Random Forest

The Random Forest tab trains and predicts with Random Forest models for classification and regression tasks. Random Forest is an ensemble method that builds multiple decision trees from bootstrap samples and aggregates their predictions (Breiman, 2001) — majority vote for classification, averaging for regression. It does not assume a distribution for the response variable, so there is no need to choose a distribution family or link function as in GLM.

Basic Usage

Opening Random Forest

Select Analysis > Random Forest... from the menu bar. The Train and Predict buttons at the top of the tab switch between training and prediction modes.

Setting Up Variables

The examples below use the Iris dataset.

Dataset selects the dataset to analyze.

Task Type selects the type of task.

Classification: treats target variable values as class labels. All column types are selectable
Regression: treats the target variable as a continuous value. Only numeric columns (int64, float64) are selectable

Target Variable (Y) selects the response variable. In Regression mode, non-numeric columns are shown as "(requires conversion)" and cannot be selected.

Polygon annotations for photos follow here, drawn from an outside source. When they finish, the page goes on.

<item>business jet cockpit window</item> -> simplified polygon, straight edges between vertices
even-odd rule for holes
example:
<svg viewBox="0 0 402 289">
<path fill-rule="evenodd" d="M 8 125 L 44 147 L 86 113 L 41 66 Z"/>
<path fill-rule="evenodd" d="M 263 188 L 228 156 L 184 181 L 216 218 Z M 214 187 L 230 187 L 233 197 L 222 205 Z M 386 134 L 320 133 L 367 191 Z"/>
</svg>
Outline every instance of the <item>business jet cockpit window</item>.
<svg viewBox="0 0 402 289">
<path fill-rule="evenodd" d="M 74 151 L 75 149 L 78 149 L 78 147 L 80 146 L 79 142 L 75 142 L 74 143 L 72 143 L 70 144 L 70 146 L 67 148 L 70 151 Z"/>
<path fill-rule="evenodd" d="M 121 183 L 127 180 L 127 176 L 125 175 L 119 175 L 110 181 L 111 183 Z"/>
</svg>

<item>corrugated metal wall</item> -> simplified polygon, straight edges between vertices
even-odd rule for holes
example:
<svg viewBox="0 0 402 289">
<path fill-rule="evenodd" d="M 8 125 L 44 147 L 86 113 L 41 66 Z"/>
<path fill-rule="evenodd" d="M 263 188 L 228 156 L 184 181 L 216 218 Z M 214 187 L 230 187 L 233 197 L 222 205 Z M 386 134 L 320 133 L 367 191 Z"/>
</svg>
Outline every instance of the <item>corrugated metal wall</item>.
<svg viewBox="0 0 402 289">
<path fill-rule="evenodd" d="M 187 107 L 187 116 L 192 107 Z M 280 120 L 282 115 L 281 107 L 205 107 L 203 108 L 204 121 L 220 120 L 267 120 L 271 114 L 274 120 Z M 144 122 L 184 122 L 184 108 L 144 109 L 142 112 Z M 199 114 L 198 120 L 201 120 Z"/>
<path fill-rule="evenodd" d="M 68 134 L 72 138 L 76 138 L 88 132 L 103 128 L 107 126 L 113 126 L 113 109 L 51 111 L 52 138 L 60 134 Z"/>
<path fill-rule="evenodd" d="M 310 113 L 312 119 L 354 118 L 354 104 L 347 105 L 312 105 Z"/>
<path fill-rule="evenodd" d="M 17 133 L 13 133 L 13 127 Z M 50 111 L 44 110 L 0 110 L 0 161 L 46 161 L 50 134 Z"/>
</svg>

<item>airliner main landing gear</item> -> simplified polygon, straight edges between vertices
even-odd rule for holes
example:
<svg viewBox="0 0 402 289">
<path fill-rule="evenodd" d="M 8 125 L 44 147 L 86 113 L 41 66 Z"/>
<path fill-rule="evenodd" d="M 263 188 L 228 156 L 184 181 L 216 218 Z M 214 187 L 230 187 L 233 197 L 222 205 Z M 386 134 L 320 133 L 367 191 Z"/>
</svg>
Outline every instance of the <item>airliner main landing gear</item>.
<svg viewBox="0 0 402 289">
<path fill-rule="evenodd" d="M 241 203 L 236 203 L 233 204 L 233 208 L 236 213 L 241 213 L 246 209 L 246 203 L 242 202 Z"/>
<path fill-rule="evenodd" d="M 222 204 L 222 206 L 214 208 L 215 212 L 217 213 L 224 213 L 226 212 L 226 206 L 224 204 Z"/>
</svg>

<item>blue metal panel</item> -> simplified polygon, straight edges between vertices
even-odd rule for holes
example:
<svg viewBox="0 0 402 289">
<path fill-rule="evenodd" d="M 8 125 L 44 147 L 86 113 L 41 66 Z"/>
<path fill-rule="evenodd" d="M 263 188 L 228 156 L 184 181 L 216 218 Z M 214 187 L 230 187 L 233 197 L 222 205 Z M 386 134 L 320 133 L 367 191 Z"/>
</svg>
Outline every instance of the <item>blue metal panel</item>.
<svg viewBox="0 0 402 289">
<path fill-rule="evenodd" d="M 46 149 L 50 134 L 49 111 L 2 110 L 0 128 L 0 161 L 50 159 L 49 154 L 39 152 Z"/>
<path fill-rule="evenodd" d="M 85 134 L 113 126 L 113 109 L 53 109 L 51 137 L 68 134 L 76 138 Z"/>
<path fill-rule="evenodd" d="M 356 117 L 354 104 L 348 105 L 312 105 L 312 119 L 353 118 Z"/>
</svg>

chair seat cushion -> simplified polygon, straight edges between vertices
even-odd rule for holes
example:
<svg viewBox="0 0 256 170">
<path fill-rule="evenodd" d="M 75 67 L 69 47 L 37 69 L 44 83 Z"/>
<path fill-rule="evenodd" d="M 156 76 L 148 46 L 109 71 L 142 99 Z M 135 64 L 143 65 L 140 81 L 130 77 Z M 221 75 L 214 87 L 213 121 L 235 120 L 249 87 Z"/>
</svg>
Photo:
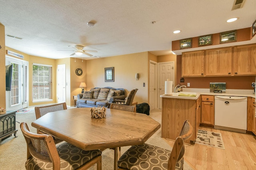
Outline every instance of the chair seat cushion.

Predictor Variables (X) selects predictor variables. Multiple numeric columns can be selected. Columns with categorical scales (nominal/ordinal) or date/datetime types are not selectable — convert them to numeric dummy variables using the Dummy Coding tab first. The column selected as the target variable is automatically excluded from the candidates.

Random Forest Form

Hyperparameters

Parameter	UI Label	Default	Description
nEstimators	Number of Trees (n_estimators)	100	Number of decision trees in the ensemble
maxDepth	Max Depth	Empty (unlimited)	Maximum depth of each tree. Shallower trees reduce overfitting
minSamplesSplit	Min Samples Split	2	Minimum number of samples required to split an internal node
minSamplesLeaf	Min Samples Leaf	1	Minimum number of samples required in a leaf node
randomState	Random State	42	Random seed. The same value produces the same results

The number of predictors considered at each split is fixed at $\lfloor\sqrt{p}\rfloor$ for both classification and regression, where $p$ is the total number of predictors. Some implementations use $p/3$ for regression, but MIDAS uses $\sqrt{p}$ .

Running the Analysis

Click the Run Random Forest button. A progress message is displayed during training.

Understanding Results

Classification Metrics

Shown when Task Type is Classification.

Classification Results

Metric	Description
Accuracy	Proportion of correctly classified samples
Precision	Proportion of true positives among predicted positives
Recall	Proportion of true positives among actual positives
F1 Score	Harmonic mean of Precision and Recall
OOB Accuracy	Out-of-Bag accuracy (see OOB Score)

For binary classification, Precision, Recall, and F1 Score are reported for the second class in the confusion matrix column order. For three or more classes, they are weighted averages using class sample counts as weights.

Accuracy and other metrics above are computed on the training data, so even an overfitting model can show high values. Use OOB Accuracy to judge generalization performance. For binary classification, verify that Precision, Recall, and F1 Score correspond to the intended class by checking the column order in the confusion matrix.

Confusion Matrix

The confusion matrix is displayed below the classification metrics. Rows represent actual classes and columns represent predicted classes. Diagonal elements are the counts of correct classifications.

Regression Metrics

Shown when Task Type is Regression.

Regression Results

Metric	Formula	Description
R-squared ( $R^2$ )	$1 - \frac{\sum(y_i - \hat{y}_i)^2}{\sum(y_i - \bar{y})^2}$	Proportion of variance in the target explained by the model
RMSE	$\sqrt{\frac{1}{n}\sum(y_i - \hat{y}_i)^2}$	Root mean squared error
MAE	$\frac{1}{n}\sum\lvert y_i - \hat{y}_i\rvert$	Mean absolute error
MSE	$\frac{1}{n}\sum(y_i - \hat{y}_i)^2$	Mean squared error
OOB $R^2$	—	Out-of-Bag $R^2$ (see OOB Score). Negative when the model predicts worse than the mean

R², RMSE, and other metrics above are computed on the training data, so even an overfitting model can show high values. Use OOB $R^2$ to judge generalization performance.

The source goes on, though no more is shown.